Red Honeysuckle
Rabbit, Memory
A change of wind, or did I move 
        too suddenly this time —
                      a rabbit runs in and then out of sight
runs into the rain-soaked weeds, there, like this —
        permanently startled  at the edge of one place 
                                                              among many places. 
The only thing moving between the light
                                                  and the grass —
It is the light between grass.
Machinery of legs,
               soundless, sudden.
As when its feet, running          easily turn the earth 
                       as if to red jasper
                  as if to evening, changing its way 
                                     into black, heightened by longing
I want its weight to be enough
        to keep me
                       on the earth longer.
This is the kick:           
Those legs are powerful            amplified 
                            to the size of our strangeness.
Lengthening, 
                lengthening as it runs —
My Petit Hôtel
The interior is the empty carapace of a crab
                   reduced to paper and breath        almost cerulean 
Each room curled around the other,
 expanding in precise increments.
A claw.        
Light folding in the corners. 
You can get lost here
                                unseen hands have stolen your coat
leaving behind  child’s 
                    baptismal gown       and the footprints of birds.
You can fly by yourself —
            go with your dreams entangled in your hair.
Stele For My Brother
My brother comes to me, hands held out.  There are pine needles
cupped in his palm, arranged in the shape
of a bird. 
                   Some things are like this:  Asleep, lit up
in the hundred shades of dark that exist only in dreams,
the ghosts of  birds flying away at will. 
                                                        He does not speak:
But then he calls me by my childhood name:
Suzie, this is our father, he says. 
He holds up the pine needles, hands extended 
giving them to me. 
                     Dark against dark, a fish that shines suddenly
showing its eyes before turning, and then
          the leaf-moving light on his hands. 
But I am hesitant to take them from him: 
the pine needles would become disordered, 
               no longer in the shape of a bird, and thus
                                                      no longer our father.
           I will never get used to these damned resurrections —
Gravity gets us all in the end               And in the end
We are a pine needles in a dream
                      looking frantically for the switch that always keeps moving 
            around, and that will make it all happen again
— Knock, knock
— Who’s there?
— It’s me, Dad
— It’s me Dad who?
— Dad, why does God torture us?
— Suzie, the happiest people are the ones who don’t ask these damned questions.
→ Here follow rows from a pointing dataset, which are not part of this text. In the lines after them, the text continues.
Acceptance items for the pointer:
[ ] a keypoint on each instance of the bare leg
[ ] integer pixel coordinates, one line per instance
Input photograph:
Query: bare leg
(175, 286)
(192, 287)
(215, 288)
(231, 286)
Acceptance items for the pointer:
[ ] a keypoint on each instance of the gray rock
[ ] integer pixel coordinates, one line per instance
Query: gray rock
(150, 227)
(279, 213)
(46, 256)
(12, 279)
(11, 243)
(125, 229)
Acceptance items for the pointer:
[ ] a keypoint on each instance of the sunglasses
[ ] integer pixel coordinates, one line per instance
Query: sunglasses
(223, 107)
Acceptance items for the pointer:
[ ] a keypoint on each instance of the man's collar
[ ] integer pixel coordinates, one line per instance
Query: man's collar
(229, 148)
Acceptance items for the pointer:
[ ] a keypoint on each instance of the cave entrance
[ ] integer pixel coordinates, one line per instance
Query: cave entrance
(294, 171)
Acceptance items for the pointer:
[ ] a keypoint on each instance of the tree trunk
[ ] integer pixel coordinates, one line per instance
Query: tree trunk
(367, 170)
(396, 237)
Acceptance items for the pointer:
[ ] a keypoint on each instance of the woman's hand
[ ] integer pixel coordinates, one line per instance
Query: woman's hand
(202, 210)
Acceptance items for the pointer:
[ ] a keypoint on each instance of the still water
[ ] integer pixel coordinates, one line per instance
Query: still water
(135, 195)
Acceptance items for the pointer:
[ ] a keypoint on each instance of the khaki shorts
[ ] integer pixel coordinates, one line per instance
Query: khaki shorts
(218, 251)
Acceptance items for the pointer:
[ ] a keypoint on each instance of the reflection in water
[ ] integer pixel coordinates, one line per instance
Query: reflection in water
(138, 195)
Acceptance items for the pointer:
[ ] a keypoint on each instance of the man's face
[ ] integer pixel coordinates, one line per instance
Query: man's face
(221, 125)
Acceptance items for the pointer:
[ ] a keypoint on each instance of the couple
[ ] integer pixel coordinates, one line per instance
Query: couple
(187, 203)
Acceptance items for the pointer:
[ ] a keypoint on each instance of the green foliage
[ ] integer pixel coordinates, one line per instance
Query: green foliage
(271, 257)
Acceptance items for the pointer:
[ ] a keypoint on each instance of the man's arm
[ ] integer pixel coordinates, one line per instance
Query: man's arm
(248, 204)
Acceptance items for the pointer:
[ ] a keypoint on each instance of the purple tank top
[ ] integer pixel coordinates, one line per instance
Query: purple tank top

Also there is no God. I can verify that since I am dead
— Oh. Goodnight then
— Goodnight
Bluefish
When I think of the bluefish, I see it pushing
against the wave, holding the immensity of the sky inside. 
Its gills flap open then shut     and become 
part of the face. 
                                 Hunger brings it to the surface, 
to the place between 
black and silver and black coming off against the wave.
We try to hide our atrocities, and fail         insatiable.
We say we want    other worlds
             red at the center 
        breaking the surface, the long fin            extended
                                                     then vanishing.
Something made by a planet, it is the star, staring back at us,
wave inside wave        inside
clear, inside 
                     unsolved —
Modern Moonlight
And the full moon, a bright muscle in summer, 
                                                                   a smear of silver in the sky, there.
Let me make a map to it with spider thread: 
Its shadow shines beneath the beneath 
                                                                and the beneath of it all —
keeping me awake and transcendent.
The moon is fast, and show through as —
           a root pressed against glass  
           refusing confinement
And the wind pounding the screen open and shut against the doorjamb calls out:
                 If only, if only    then
                             Goodbye, goodbye
How far we run together in one night,
pulling the sea behind us.
The machinery is wonderful. One lever does it all!
How bright we are for awhile here, 
and for awhile       how brief         brief 
               and so bright      until lost, whited out, to
                                        the sun’s duration.
From Variations on the Metaphysical
(A cutout poem, based upon the work of George Herbert; huge liberties taken)
O Mortal Heat  
               O Flame
Less fire:
                  Consume our World:
And such as our Lust
kindled                 shall leave us panting
Heart upon heart devoured
                    And devoured again:
Then shall our inventions
      Send fire again        O flame!
              Our eyes see dust          blown kind
To our wits shall we bow and rise
Touch lips and
         Sing praise with 
                             our eyes.
originally published in Summer Stock
Suzanne Mercury lives in Boston where she she is an impassioned flânuer, gardener, lucid dreamer, and maker of strange objects.